Well, today I feel like the luckiest woman in the world. I received two more letters from my husband and I am absolutely over the moon about that. But the good news doesn't stop there. Nope. My husband told me that after six long months he has finally been approved to make a call to me! The minute I read those words in his letter, I burst into tears. I couldn't believe what I was reading so I read it again and then I read it one more time just to be sure. I re-read every word of that sentence three times really slowly in case I wasn't reading what I was seeing.
You see, I had resigned myself to the fact that, as long as my husband was in a Texas prison, I would never again hear his voice and that thought absolutely devastated me. There really are no words to express what it feels like to be told that the one voice you love more than any other, is the one voice you won't hear again for possibly a very long time. It's hard enough being 3,000 miles away from him and never seeing him but to never hear his voice again as long as there was this physical distance between us was just about more than I could take.
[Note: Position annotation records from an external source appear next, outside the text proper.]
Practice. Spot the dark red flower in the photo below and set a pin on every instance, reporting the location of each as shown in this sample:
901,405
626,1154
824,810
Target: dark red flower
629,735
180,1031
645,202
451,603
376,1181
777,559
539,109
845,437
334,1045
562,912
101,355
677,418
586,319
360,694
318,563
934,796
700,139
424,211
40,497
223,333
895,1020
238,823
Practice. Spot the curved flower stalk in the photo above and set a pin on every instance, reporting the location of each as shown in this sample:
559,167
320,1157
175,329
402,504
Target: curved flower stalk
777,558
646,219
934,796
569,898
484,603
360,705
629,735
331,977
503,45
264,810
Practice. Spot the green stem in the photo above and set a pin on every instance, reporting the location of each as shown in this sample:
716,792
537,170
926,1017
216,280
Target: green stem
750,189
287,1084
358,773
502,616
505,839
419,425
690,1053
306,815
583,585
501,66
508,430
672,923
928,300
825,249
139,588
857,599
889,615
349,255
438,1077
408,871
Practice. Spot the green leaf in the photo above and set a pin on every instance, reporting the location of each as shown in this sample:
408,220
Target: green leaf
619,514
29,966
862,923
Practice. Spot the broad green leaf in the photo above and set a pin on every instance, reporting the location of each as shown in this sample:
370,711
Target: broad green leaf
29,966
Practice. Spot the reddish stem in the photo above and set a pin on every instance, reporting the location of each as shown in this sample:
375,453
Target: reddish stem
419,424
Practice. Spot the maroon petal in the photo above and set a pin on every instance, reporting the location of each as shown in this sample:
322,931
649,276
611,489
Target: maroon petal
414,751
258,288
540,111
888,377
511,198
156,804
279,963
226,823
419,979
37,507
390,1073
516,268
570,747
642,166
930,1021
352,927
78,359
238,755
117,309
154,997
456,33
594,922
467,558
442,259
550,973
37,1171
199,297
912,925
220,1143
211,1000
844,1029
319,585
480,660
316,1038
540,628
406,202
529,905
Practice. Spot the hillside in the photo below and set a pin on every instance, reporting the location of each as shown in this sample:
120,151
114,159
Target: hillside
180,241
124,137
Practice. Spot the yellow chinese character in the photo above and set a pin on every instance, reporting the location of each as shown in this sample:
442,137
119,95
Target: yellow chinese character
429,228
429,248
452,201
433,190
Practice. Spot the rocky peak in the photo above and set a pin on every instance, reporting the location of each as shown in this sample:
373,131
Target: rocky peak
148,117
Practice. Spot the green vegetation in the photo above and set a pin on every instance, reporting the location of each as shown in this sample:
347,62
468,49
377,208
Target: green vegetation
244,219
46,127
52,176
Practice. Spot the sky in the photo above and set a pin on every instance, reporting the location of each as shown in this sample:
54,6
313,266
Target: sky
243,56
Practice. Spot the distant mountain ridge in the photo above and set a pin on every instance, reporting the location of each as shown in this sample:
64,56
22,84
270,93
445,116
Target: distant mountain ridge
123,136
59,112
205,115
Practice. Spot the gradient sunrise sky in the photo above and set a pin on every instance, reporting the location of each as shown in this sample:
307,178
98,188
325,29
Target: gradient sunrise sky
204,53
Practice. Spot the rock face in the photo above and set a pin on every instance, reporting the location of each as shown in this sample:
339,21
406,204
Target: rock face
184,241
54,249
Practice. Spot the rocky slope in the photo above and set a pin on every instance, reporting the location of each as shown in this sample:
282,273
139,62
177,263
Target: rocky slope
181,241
Every night, I sleep with the phone by my bed just in case and every night I pray that he will be allowed to call me and every morning I wake up and I am reminded of the reality that he didn't get to call. While my husband was in the county jail in Texas, he was allowed to call me as often as he wanted and that helped both of us immensely. We always knew that the other was alright and that was of great comfort and at times all we needed was just to hear the other say "I love you" and we could handle anything. So, when he was transferred to prison and we realized that he wouldn't be able to call anymore, we were both heartbroken but we both knew that "we" would always be OK. There wasn't anything that had happened or was going to happen that would change that.
I was telling my husband that a little while ago, I found out that sometimes those that get regular calls don't answer them because they are at an inconvenient time or simply because they want to punish their husband or wife for an argument they may have had. My husband said "soulmates can't help but answer. The connection makes us even if we are asleep and it's late. Our other half might need us and that's the whole reason for our existence so those people will never get it. Besides all that matters is us."
If I've learned anything at all from this time away from my husband and not being able to talk to him, it's that life is about little moments and it's those little moments, like a five minute phone call every six months, that are truly the things that mean the most. So, even if that five minute phone call never comes, I will always know in my heart that we will always be "we" and nothing else matters.